By the way, I understand why people don't like Paul Ryan's policies because of their perceived penury, but what's the alternative? As was written by David Burge, "Do you know what will end Medicare as we know it? Medicare as we know it." Herbert Stein, the famous economist (and father of Ben Stein), postulated that: "If something cannot go on forever, it will stop". He presented the idea in the vein that oftentimes if there are objectionable and unsustainable policies, you don't need to do anything because they will die on their own. However, we all want to see Medicare continue to exist. The problem is that Medicare as it is currently constructed cannot continue. Changes will have to be made, and we will have to live with the idea that the younger generations will have to pay more. It sucks, but the people we elected have overpromised.
It's vague criticism like that that loses Republicans respect as the "No" Party. Democrats put out long, detailed programs. Republican frauds like Ryan respond with criticism, but say that they don't have time to run the numbers and be specific. Why aren't Republican think tanks like Cato publishing papers full of budget numbers, advocating a return to the living structures prevalent before FDR--the non-nuclear family, the ad hoc work group commune, and the large orphanage? This is what's coming up in the 2030s. Start planning now for the death of Social Security. The cliff is when the country owes so much interest, that it is of no help anymore to return rich people's taxes to where they were before Reagan. That's when we're really out of options, and it's coming up around 2020.
Yeah, you're right. Neither Romney nor Ryan have ever put out detailed plans. Oops. http://www.mittromney.com/sites/def...America-PlanForJobsAndEconomicGrowth-Full.pdf http://budget.house.gov/uploadedfiles/pathtoprosperity2013.pdf It must be our Dear Leaders Obama and Reid that are supplying the ones with all the numbers. I can't believe those obstructionist Republicans are keeping President Obama's budget from being passed. Oh, wait, his budget didn't receive a single Democrat vote either. And those terrible Republicans are keeping Harry Reid from passing a budget in the Senate. Oh, wait. Harry Reid hasn't even allowed a budget to be voted upon for the past three years. Of course, it's all the Republicans fault.
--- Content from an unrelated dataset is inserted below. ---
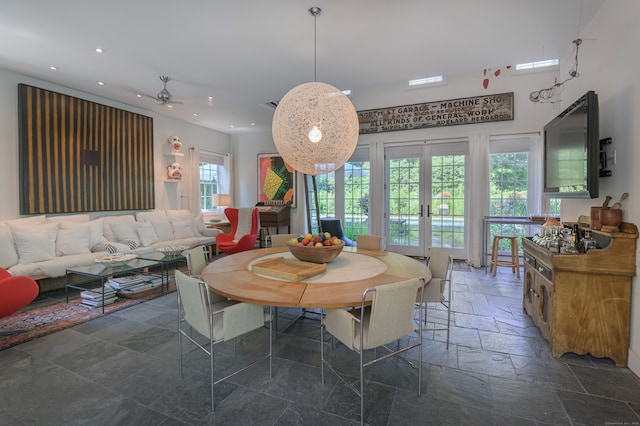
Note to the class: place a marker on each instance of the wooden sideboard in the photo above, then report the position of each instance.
(582, 302)
(273, 216)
I didn't know...Well this is great! You can tell me how much, in the Republican plan, the average recipient will lose in his Social Security check, and how much in his average Medicare benefits. I'm all ears.
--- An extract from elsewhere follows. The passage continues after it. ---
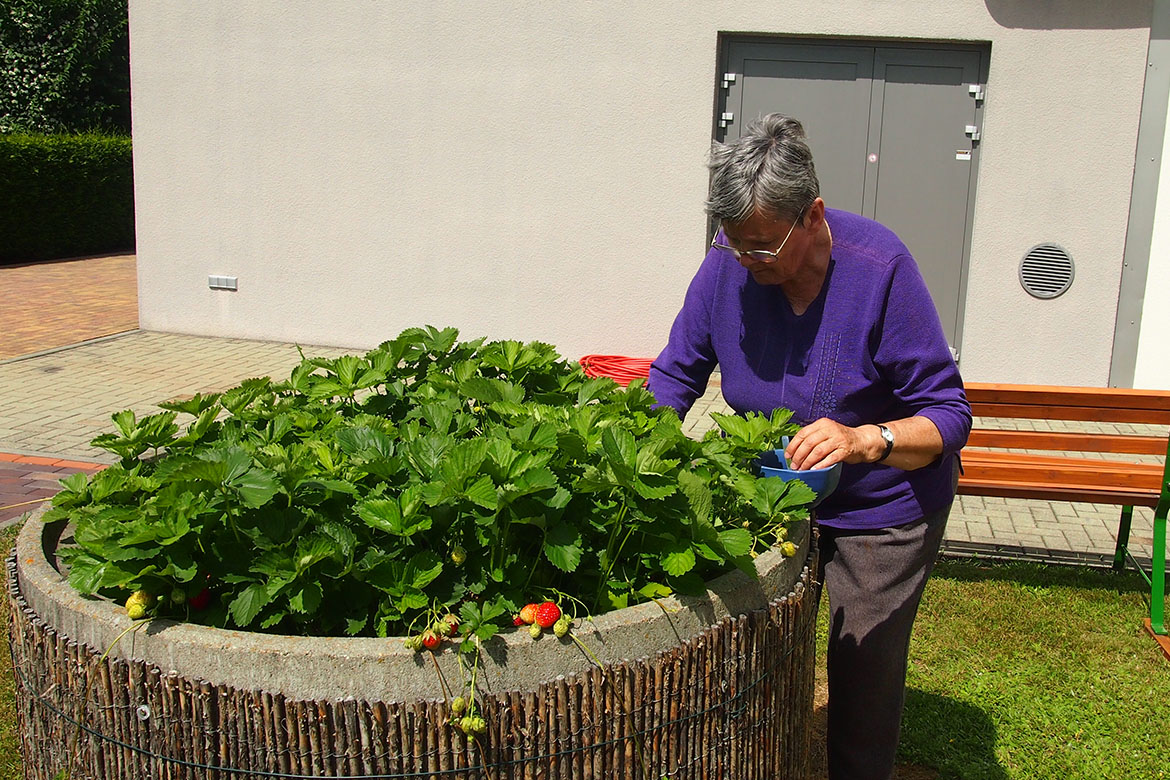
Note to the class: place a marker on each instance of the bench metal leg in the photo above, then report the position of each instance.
(1158, 575)
(1119, 556)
From what I understand, Romney and Ryan have repeatedly distanced themselves from the "Path to Prosperity" as not the budget they would use. Mostly because it has stuff they don't want to deal with on a national level.
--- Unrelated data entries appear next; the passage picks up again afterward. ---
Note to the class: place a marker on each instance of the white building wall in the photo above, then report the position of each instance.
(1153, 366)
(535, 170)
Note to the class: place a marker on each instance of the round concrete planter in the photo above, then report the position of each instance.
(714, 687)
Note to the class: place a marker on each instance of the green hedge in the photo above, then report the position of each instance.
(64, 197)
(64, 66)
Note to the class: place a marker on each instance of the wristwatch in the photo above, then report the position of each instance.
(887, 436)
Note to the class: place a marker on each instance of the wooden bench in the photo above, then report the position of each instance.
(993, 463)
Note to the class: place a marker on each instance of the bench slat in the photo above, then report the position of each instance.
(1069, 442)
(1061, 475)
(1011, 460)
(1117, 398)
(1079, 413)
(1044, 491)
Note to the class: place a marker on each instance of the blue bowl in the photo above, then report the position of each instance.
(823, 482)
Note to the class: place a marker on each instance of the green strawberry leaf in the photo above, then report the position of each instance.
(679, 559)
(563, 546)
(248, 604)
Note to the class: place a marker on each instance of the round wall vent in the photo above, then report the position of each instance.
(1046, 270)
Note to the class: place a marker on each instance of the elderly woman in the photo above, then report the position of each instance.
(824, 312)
At some point we have to pay for what we promise. If we can't pay the tab, we have to do with less. Sorry, honey, but you're just going to have to order the chicken instead of the foie gras.
It's a presidential campaign, not a vice presidential one. Romney has his own plan, and Ryan is now beholden to Romney to support it. The point I was trying to make is you couldn't have a clearer choice when it comes to detailing their positions. One side has an actual plan where they actually bothered to do some math and accounting, and the other presents a plan of rainbows, lollypops and unicorns and pretends that hoping, wishing and praying we had an endless supply of money is a strategy.
I'm reminded of the woman who goes to the butcher to purchase a chicken. She asks the butcher if she could examine the chicken and the butcher complies. She tears off the skin, splits it open, rips off the wings and the legs and pulls out the backbone. She then recoils in horror, "This chicken isn't satisfactory! There's a small spot inside the carcass!" She throws the mutilated chicken back at the butcher. The butcher calmly replies, "Madam, could you pass the same test?" In this case, the Republican side has presented so much more specificity and willingness to actually try to tackle the fiscal issues facing us that the Democrats need to at least make an attempt before they can criticize what the GOP has done.